Probing dissipation process via Fano resonance and collective effect in the X-ray cavity

TL;DR

This paper investigates the dissipation process in a nuclear ensemble embedded in a cavity by analyzing the complex trajectories of the Fano resonance parameter q, revealing methods to control decoherence via collective effects and cavity interactions.

Contribution

It introduces the extension of the Fano parameter q into the complex plane and explores how collective effects and controllable parameters influence dissipation and decoherence.

Findings

Complex trajectories of q can be manipulated by nuclear abundance and angle offset.

Strong energy exchange suppresses dissipation and decoherence.

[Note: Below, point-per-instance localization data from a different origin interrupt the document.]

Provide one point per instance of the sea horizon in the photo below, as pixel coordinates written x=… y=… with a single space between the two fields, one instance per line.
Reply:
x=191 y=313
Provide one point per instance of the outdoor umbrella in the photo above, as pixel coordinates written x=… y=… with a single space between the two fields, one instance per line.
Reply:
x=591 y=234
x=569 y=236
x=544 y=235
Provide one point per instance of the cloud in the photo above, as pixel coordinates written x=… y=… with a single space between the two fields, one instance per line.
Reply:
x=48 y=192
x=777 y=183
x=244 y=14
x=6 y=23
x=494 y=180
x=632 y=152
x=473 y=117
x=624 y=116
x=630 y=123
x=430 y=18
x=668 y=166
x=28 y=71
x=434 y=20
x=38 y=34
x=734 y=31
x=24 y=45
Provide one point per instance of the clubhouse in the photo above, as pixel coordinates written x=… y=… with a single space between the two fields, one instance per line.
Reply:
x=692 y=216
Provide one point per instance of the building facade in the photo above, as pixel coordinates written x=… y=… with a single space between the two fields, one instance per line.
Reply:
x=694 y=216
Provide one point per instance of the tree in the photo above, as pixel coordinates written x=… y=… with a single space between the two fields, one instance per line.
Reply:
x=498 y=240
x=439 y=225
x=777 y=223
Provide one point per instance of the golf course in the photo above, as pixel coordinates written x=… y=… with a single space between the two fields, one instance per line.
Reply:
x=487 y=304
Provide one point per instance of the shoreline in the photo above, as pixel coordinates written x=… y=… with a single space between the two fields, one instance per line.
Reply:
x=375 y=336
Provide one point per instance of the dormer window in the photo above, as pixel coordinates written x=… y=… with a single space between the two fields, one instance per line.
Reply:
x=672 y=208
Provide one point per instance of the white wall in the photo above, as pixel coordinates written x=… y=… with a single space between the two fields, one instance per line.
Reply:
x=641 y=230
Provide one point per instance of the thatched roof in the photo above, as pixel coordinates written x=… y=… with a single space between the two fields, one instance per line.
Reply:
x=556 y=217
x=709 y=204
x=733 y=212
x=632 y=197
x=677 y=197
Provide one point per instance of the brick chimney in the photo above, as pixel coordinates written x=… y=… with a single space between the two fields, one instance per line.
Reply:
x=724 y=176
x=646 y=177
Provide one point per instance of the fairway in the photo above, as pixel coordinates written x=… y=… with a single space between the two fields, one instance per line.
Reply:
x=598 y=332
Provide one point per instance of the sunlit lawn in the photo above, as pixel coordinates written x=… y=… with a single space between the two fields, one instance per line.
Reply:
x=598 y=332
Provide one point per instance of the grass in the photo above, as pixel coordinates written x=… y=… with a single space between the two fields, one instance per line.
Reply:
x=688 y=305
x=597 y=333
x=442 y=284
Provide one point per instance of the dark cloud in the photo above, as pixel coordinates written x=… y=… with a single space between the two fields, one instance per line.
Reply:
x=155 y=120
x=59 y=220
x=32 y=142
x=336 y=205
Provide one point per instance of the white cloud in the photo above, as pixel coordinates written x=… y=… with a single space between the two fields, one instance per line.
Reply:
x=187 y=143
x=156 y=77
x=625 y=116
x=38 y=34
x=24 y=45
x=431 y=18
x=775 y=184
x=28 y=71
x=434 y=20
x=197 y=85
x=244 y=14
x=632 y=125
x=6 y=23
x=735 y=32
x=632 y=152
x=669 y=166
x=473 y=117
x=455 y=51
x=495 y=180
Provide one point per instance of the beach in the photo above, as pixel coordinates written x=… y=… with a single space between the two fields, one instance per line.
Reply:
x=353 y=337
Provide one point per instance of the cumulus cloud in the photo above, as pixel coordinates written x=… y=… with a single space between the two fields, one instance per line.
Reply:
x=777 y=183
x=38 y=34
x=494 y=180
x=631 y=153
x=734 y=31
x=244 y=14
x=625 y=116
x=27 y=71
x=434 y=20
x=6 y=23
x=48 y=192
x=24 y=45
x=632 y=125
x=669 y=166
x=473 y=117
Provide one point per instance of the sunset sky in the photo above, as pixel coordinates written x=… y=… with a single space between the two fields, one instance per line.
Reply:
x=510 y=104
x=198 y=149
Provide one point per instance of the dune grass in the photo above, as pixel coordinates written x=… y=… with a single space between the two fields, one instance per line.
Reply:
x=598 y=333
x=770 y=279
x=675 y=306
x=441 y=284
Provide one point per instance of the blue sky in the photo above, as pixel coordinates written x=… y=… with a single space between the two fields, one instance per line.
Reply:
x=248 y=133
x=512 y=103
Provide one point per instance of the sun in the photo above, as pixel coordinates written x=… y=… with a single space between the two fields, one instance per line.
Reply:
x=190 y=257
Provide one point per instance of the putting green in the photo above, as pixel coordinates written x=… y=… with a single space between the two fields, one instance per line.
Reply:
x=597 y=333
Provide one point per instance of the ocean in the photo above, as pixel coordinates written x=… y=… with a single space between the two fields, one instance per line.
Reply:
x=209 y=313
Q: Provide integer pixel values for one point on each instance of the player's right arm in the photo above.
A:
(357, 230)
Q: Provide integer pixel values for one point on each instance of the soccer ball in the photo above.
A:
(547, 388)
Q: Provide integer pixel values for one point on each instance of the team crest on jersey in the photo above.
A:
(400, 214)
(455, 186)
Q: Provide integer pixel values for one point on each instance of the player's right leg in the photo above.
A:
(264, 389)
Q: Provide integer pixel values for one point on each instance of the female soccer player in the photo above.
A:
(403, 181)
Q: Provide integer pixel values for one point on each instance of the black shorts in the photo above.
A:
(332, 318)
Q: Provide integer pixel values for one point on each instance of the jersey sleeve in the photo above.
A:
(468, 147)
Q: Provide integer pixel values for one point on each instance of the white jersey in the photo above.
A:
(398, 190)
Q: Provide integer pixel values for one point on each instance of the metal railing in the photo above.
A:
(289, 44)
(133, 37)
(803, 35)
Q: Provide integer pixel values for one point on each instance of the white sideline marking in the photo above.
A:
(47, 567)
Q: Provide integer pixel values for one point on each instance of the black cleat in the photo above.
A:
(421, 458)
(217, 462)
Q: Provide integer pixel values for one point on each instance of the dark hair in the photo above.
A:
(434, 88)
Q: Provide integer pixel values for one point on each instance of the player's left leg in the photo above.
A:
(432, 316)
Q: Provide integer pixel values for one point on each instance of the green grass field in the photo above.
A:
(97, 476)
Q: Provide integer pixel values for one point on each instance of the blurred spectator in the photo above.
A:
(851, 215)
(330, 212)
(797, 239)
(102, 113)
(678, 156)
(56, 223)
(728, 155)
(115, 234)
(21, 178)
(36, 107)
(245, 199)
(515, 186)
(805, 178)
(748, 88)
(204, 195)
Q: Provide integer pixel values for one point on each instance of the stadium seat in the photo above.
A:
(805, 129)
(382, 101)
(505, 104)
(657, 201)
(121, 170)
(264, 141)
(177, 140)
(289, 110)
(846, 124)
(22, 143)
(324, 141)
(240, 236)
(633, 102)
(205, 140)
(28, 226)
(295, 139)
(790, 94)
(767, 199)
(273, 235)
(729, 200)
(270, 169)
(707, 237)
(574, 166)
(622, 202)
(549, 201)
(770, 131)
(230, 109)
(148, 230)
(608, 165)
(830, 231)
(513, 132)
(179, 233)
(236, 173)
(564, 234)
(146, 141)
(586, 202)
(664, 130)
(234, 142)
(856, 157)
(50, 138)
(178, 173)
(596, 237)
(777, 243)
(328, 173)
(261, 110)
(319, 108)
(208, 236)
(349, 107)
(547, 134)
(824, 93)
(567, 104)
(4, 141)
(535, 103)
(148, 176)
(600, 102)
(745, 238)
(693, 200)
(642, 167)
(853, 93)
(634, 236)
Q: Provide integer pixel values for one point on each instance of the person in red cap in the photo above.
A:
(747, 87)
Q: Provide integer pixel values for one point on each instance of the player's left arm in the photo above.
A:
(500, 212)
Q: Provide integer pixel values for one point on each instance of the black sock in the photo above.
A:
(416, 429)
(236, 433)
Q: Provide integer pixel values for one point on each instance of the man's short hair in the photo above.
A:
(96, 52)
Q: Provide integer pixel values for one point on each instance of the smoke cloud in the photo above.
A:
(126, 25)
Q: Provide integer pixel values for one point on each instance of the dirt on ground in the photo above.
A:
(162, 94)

Different controllable methods produce distinct trajectories in the complex plane.

Abstract

In the absence of time-reversal symmetry, the asymmetric parameter q of the Fano resonance is extended into the complex space, where its trajectory can be utilized to investigate the decoherence process. By embedding the ensemble of M$\ddot{\rm{o}}$ssbauer nuclei in the thin-film planar cavity in this work, the trajectories of asymmetric parameter q are studied via the collective effect of the nuclear ensemble, which is regulated by the nuclear abundance and angle offset. Due to the diverse controllable methods of the collective resonant strength, there are different straight lines and arc-shape trajectories in the complex plane, in which the slopes and the radius can be respectively adjusted by the angle offset and nuclear abundance. It is demonstrated that the dissipation process can be suppressed equivalently by the strong energy exchange between the cavity and nuclear ensemble. The present results could enrich the behaviors of the asymmetric parameter q in the complex plane and would provide new possibility for the decoherence research through the thin-film planar cavity.